Конь мчится, пламя из ноздрей, мчится дальше, прочь от адова соблазна, но с маху — стой! — как влип у крыльца Перепреевского дома.

— Дьявол!!.

Милое, заветное крыльцо. Такое недавнее, только вчерашнее, а лютое сердце не может оторваться от него. Зыков рад задушить себя, рад проткнуть предательское сердце свое ножем. — Дьявол, куда ведешь!.. — но, в ярости стиснув зубы, он, как покорная овца на поводу, зашагал вверх, давя скрипучие ступени.

В городе открыты были главные купеческие лабазы и склады, жителям об'явлено: бери, сколько можешь унести. Об'явлено партизанам: бери, сколько можешь увезти.

И к полдню медным горлом горнист заиграл тревогу, сбор.

Приказ: Зыков грабить не позволяет. Склады сжечь со всем товаром, что не успели распределить. Казармы в крепости и все добро сжечь. Идут красные, но их могут опередить и белые. Сжечь!

Снова ожила вся площадь. Срамных выстраивал и поверял людей.

Зыков прощался с Таней. Таня, больная, потрясенная, лежала в кровати.

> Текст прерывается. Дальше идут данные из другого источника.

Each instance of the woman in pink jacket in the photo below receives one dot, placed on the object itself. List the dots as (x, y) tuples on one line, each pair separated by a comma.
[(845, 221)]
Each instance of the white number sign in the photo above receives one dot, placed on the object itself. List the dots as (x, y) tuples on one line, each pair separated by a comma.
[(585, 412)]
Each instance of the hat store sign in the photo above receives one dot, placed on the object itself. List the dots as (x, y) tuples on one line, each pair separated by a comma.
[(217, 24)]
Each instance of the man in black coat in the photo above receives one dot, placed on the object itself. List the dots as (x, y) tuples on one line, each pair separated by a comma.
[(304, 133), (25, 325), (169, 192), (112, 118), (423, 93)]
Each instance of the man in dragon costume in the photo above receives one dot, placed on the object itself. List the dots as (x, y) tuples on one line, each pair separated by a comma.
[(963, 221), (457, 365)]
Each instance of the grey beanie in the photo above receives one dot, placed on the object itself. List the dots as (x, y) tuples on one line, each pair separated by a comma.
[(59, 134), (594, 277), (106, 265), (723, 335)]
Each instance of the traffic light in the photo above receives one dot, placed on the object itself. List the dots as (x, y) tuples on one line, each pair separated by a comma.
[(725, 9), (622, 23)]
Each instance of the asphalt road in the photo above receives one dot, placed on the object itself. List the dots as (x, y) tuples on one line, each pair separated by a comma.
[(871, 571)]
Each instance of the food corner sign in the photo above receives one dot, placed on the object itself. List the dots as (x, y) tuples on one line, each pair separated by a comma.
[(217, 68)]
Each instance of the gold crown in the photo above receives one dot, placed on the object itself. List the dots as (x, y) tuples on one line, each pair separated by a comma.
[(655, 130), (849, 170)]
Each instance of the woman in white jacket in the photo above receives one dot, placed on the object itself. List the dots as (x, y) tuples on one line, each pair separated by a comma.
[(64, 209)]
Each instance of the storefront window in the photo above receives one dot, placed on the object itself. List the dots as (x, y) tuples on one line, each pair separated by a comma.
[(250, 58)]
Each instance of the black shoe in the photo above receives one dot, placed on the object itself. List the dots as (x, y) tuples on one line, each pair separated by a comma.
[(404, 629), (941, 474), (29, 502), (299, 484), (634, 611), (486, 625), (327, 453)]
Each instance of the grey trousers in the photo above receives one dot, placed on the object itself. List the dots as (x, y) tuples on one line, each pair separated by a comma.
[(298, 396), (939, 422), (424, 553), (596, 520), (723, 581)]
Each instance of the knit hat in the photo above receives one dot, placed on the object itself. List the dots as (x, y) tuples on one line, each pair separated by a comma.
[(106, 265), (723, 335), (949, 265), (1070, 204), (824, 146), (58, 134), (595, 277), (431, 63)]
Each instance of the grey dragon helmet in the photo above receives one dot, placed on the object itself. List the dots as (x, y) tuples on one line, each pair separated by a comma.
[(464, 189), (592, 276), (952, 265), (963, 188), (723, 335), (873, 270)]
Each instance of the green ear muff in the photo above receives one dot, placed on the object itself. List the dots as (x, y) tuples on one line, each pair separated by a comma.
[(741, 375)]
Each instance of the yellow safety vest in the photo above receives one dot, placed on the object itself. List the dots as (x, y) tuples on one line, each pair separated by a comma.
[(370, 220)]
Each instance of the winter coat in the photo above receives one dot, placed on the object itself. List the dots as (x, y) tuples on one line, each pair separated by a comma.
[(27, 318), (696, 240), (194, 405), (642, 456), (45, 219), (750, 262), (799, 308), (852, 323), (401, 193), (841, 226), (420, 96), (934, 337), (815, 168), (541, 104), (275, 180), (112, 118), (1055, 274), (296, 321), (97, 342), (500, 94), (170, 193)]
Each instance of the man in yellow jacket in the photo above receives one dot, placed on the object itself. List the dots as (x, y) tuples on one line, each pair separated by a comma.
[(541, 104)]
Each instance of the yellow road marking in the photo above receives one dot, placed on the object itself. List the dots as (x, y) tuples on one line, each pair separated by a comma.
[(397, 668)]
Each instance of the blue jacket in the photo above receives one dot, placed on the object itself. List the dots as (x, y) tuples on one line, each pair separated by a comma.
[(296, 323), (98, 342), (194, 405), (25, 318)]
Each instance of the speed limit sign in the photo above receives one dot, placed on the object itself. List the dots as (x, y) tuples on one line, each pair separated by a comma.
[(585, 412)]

Голос его рвался и дрожал.

— Вот опять разбойничек к тебе пришел, Танюха, друг… Разбойничек, говорю…

Он понял в миг и навсегда, что эта девушка вся вместилась в его душу, без остатка. И если б можно было, он сейчас же убил бы ее, но сердце не позволяло.

— Голубонька… Ах ты, моя голубонька… — он нагнулся над ней, все лицо его дергалось от внутренней свирепой боли. — А пошла бы ты за разбойничка замуж?

— Зыков, миленький… Я никогда не забуду… Ты… ты… ты убил моего отца… Зыков…

— Я не убивал.

— Велел убить… И мать, и сестру… Зыков, золотой… Я поеду, полечу с тобой, с ним… на тройке… И кони крылатые, и ты на коне, с копьем… словно победоносец Георгий, весь в золоте… Папашенька, милый, не плачь… Мама…

Мать плакала, брызгала дочь святой крещенской водой. Зыков выпрямился, передохнул, сказал:

— Занедужилась девчонка, бредит.

— Где доктор, где фельдшер? Убил!!. — затряслась, закричала Верочка, замахнувшись на Зыкова маленьким кулачком, и не смела ударить его. — Разбойник!.. Изверг!.. Злодей!..

— Ну, ладно, — смутился Зыков и попятился. — Злодей ли я, узнаешь после, как вырастешь.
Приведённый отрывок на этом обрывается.